1. The introduction

In a common audio and video session, the transmission of local audio and video data from one end to the other end will go through at least three steps: collection -> coding -> transmission. The flow of data from the collection module to the sending module is called the pipeline of audio and video data. In the next few articles, we will take video data as an example and discuss how WebRTC built this pipeline: how the data is collected, and how it flows from the collection module to the network transmission module step by step, and finally out.


2. The acquisition

As the starting point of the data pipeline, the video acquisition module is responsible for collecting original video frames from the video source and pushing them to the next station of the pipeline: local rendering module for local echo, or coding module for data encoding and compression.


The video source can be the camera, the desktop, window screen capture (remote desktop, video streaming based electronic whiteboard and other applications), and even the video file, picture file on the disk. WebRTC provides a video capture framework based on camera, which is the focus of this paper. Of course, WebRTC also provides a desktop, window screen capture frame, which provides a different interface with the camera-based acquisition interface. The whole video pipeline is built on the basis of camera capture interface, which leads to such a problem: when screen capture data needs to be pushed as video source, adapter mode needs to be used to implement a set of camera-based video capture interface. This has been done in interactive whiteboards based on video streaming, but is not the focus of this article, so it will be covered in another article.


Video capture module is platform related module, MacOS/IOS generally use AVFoundation framework or QuikTime framework, Linux platform generally use V4L2 library, Android generally use Camera1 or Camera2 framework, The Windows platform uses DS (DirectShow) or MF (MediaFoundation). Because WebRTC is a very active project, the code structure is constantly changing, such as the code of April 2019 and the code of VideoCaptureMF, and the comments suggest using the MediaFoundation collection framework for Vista and above. The code associated with the November 2019 MediaFoundation has been removed. For MacOs/IOS, the Android code has been moved to the SDK /objc and SDK/Android directories. This article to modules/video_capture code to do the elaboration, platform independent code in the direct directory, platform related implementation in modules/video_capture/ Windows, modules/video_capture/ Linux directory, As shown in the figure:




2.1 UML related to video collection





The DeviceInfo interface provides device enumeration-related functionality, and instances of platform-related subclasses are provided to VideoCapture as combinations.

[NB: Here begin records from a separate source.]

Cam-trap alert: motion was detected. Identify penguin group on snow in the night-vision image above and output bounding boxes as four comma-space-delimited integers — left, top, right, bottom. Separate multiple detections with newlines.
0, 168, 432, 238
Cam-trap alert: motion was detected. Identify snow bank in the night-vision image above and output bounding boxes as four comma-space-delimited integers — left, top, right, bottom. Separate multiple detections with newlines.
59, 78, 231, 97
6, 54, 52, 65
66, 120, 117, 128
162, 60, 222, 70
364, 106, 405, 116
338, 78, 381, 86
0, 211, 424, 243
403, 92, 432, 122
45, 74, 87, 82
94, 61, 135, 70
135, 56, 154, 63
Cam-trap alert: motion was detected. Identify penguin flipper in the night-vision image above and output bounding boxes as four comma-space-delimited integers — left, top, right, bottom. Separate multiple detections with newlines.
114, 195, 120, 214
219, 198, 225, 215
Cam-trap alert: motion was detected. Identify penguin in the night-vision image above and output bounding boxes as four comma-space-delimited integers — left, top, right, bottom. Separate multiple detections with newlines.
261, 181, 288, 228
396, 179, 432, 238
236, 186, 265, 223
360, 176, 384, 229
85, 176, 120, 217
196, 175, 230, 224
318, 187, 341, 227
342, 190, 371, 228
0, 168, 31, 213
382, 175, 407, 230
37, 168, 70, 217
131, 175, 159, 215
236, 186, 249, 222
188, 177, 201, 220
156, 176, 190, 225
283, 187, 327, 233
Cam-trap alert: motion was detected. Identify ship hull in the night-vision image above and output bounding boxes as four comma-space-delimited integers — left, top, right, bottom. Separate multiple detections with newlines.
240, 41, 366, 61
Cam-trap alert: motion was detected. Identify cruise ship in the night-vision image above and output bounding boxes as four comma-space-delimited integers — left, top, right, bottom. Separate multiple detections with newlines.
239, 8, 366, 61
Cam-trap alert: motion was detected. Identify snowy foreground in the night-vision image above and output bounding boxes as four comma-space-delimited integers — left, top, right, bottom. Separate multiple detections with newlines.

  • Enumerate the number of devices to obtain the name of a device.
  • Enumerates all the capabilities supported by a device (VideoCaptureCapability: resolution, maximum frame rate, color space, progressive scan or not)
  • Gets the capability of a device that best matches the capability of an external setting.

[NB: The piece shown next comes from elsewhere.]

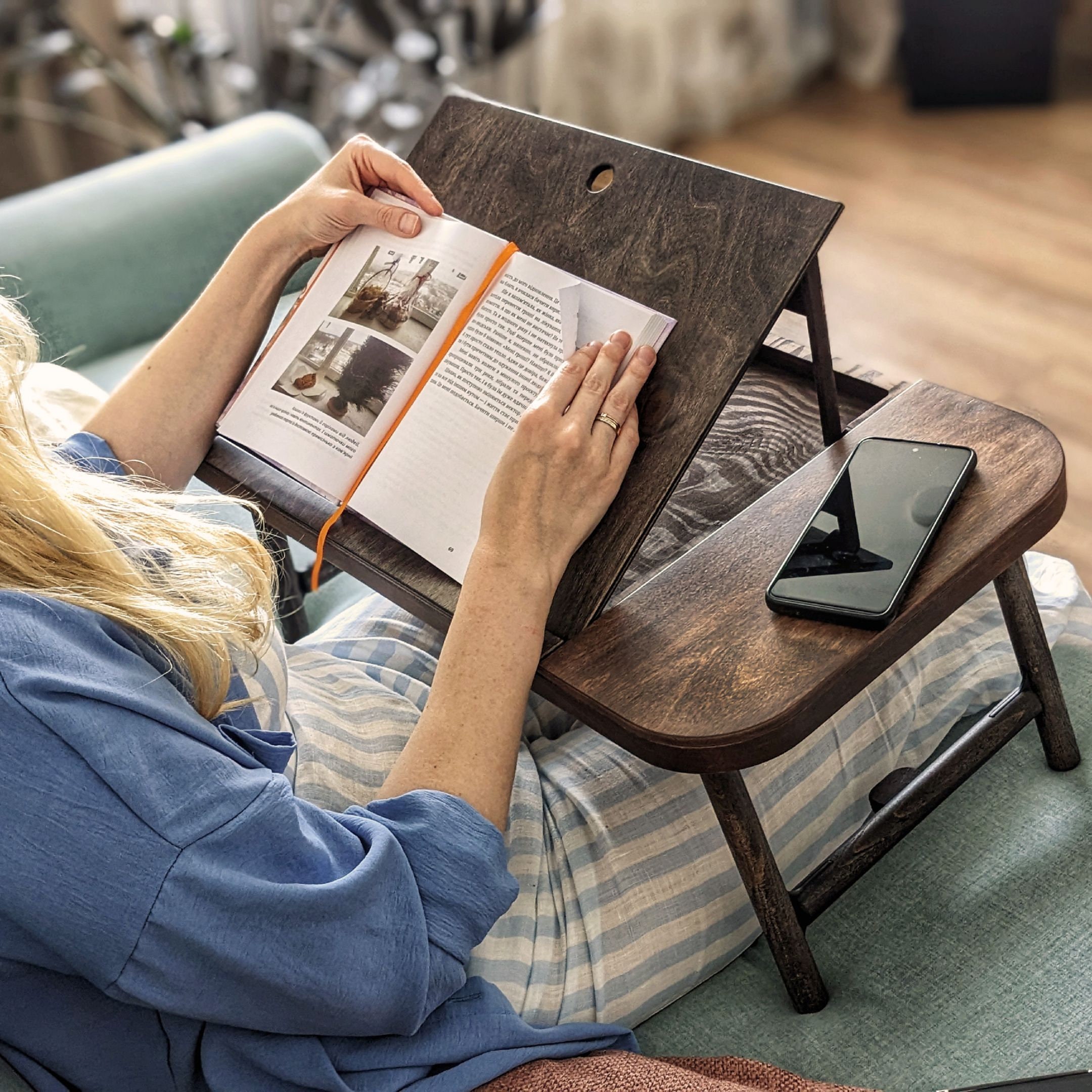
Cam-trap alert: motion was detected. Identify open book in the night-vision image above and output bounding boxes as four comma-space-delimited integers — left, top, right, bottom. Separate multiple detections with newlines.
218, 190, 675, 582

VideoCaptureModule virtual base class for the VideoCaptureModule. It defines a set of generic interface functions for video capture:
  • The Start/StopCapture command is used to Start/ end video capture (platform dependent).
  • CaptureStarted determines the running status of Capture (platform dependent).
  • The Register data/DeCaptureDataCallback used/cancellation of the callback module (platform);
  • Set/GetApplyRotation to Set the rotation Angle of the video (platform independent).


The VideoCaptureImpl class is an implementation subclass of VideoCaptureModule. I did three things:
  • Declare the static Ctreate method to create the platform-specific VideoCaptureImpl subclass, VideoCaptureDS on Windows and VideoCaptureV4L2 on Linux. This method is declared in one place and implemented in several places. When compiling the corresponding platform, only the implementation code of the corresponding platform will be loaded.
  • Platform-related interfaces are left to be implemented in platform-related subclasses, mainly starting/ending video capture;
  • Implement platform-independent interfaces: register video data callbacks, apply video rotation related functions. The registration data callback assigns an object implementing the VideoSinkInterface

    interface to the VideoCaptureImpl::_dataCallBack member. When the capture module gets a frame of video data, it can push it out through the OnFrame() method of the object.

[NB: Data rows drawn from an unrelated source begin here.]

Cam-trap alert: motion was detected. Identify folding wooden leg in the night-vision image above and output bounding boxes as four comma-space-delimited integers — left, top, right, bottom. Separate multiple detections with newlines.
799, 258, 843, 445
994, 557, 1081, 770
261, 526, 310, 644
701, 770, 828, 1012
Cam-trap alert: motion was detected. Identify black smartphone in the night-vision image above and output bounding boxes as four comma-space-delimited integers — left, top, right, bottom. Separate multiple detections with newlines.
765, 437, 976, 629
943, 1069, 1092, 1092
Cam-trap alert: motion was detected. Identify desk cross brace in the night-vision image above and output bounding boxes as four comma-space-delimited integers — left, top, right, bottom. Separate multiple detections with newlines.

2.2 Collect the internal data flow of the module

1. Take VideoCaptureDS as an example. After the platform-related capture module collects a video frame, the platform-related function ProcessCapturedFrame() method processes it. ProcessCapturedFrame () pass video frame directly to VideoCaptureImpl: : IncomingFrame () method

2. VideoCaptureImpl: : IncomingFrame () method for video frame according to the requirements in terms of rotation, and by using libyuv library converts I420 type, then add NTP timestamp to video frames. After the above processing, IncomingFrame () pass video frames further VideoCaptureImpl: : DeliverCapturedFrame ()
3. VideoCaptureImpl: : DeliverCapturedFrame () will call VideoSinkInterface: : OnFrame (), the video frame is passed to the callback object _dataCallBack, namely data next stop, Thus the video frame is pushed out of the acquisition module.


3 Assembly line establishment

As the bottom module, the video capture module needs to cooperate with the upper module to send the collected video data to the upper display and coding module, so as to provide continuous video data for the data pipeline. From the perspective of control flow, the video capture module is created and started by the upper module during the initialization phase, and the upper module stops the video capture and destroys the module at the end. In terms of data flow, the collected video data is passed to the upper module through the callback interface for the next step in the data pipeline.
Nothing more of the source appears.